Trump’s budgets uniquely reference anticipated savings from regulatory rollbacks, reforms, and a regulatory oversight agenda fueled by executive orders. Earlier budgets invoked bipartisan pro-liberalization reform proposals like improved air traffic control and highway tolling. While Trump has added plenty regulation of his own, he has in many respects frozen the traditional rulemaking apparatus.

The theme is continued in the FY2021 budget. Capping federal spending is important, but so too is capping what the government can force the private sector to spend on regulation. As Trump’s 2018 budget had put it, “Everyone believes in and supports safe food supplies and clean air and water. But the agencies of the Federal Government have gone way beyond what was originally intended by the Congress.”

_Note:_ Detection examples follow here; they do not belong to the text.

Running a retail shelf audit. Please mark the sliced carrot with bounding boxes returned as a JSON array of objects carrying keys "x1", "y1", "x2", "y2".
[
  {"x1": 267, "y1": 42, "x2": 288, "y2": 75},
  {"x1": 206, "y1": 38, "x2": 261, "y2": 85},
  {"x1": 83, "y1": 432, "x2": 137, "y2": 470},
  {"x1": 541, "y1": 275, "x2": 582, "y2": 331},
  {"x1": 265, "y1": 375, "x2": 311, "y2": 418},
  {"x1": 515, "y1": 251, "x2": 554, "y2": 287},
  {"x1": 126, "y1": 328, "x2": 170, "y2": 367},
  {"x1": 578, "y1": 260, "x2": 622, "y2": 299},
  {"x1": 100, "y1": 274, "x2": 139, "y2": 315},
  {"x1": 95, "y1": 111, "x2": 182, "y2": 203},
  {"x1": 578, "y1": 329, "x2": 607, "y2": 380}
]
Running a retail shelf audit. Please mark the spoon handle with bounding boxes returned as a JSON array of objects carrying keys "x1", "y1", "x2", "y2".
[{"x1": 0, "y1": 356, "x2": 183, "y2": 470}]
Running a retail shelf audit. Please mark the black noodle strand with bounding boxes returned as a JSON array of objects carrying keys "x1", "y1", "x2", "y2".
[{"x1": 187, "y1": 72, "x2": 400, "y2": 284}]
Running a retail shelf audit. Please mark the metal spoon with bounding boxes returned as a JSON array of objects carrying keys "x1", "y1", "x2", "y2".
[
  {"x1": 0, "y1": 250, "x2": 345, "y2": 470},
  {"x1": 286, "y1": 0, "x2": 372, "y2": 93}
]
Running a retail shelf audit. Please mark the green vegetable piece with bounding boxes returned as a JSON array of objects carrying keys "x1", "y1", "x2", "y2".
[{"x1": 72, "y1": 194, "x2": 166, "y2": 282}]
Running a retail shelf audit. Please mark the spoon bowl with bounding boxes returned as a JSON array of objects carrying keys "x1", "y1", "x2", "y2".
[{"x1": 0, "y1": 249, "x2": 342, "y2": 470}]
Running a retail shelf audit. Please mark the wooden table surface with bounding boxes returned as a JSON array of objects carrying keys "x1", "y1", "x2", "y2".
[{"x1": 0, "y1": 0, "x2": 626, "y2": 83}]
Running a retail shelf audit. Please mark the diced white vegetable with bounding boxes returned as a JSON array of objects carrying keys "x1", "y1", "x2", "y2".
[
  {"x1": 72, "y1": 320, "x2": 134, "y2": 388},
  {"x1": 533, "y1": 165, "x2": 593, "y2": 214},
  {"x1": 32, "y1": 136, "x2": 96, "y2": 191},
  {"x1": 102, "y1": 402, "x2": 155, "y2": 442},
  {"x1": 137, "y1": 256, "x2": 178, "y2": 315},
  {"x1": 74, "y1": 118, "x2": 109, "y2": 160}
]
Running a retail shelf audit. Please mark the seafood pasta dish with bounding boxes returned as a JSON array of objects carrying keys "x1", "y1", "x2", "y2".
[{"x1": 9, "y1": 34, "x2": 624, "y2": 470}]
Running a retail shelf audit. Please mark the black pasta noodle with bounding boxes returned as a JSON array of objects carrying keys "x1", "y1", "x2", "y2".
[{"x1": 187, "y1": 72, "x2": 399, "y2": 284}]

In the new budget’s entry on “Regulation Relief,” the president’s “Budget Message” to Congress says (p. 2):

Many pundits and Washington insiders laughed when I promised to cut two regulations for every new regulation. …. Our commitment to regulatory reform stems from the simple truth that the vast majority of business owners want to do the right thing, comply with the law, and treat their workers fairly. The Federal Government ignored this reality for far too long and abused its authority to go after businesses, especially small businesses and entrepreneurs, in ways that can only be described as arbitrary and abusive. … The United States environmental record is one of the strongest in the world and continues to have some of the cleanest air and water in the world.

Getting control of regulatory overreach at least partly improves prospects for getting spending under control. It hasn’t worked yet, though; it’s one of those necessary-but-not-sufficient sorts of things.

The continued changes in the regulatory enterprise that Trump proposes in his budget should positively affect economic growth statistics, and in turn fiscal bottom lines, if the federal government can restrain itself.

In “Historic Red Tape Relief” (pp. 19-20) the new budget describes cutting regulatory costs of billions rather than adding billions, as had been the prior approach. The document emphasizes small business, farmers, barriers to energy production, and states:

The strategy is simple: by eliminating or amending costs that are duplicative, unnecessary, ineffective, or unduly burdensome, the Administration is unleashing the ingenuity, determination, and know-how of the private sector, which has always been the principal driver of American prosperity.

What next? Emphasis in 2020 includes purported new regulatory savings from reductions in fleet mandates for Corporate Average Fuel Economy standards, a rewrite of the Waters of the United States environmental rule, and improvements in agency guidance documents that influence business.

It is unlikely in this election year (so long as the economy remains healthy) that Congress will recognize the background role of red tape reforms in its own deliberations and scoring of what ultimately emerges as the fiscal year 2021 federal budget.

When it does, someday, there are solutions waiting on the shelf. They include the now-dormant but bipartisan Regulatory Accountability Act that would codify certain regulatory oversight principles that have long bipartisan pedigree.

As the new budget says, “American families and entrepreneurs are not the enemy, and it is long past time the Federal Government stopped treating them as such.”

If Congress can’t tame the deficit, maybe those families and entrepreneurs can.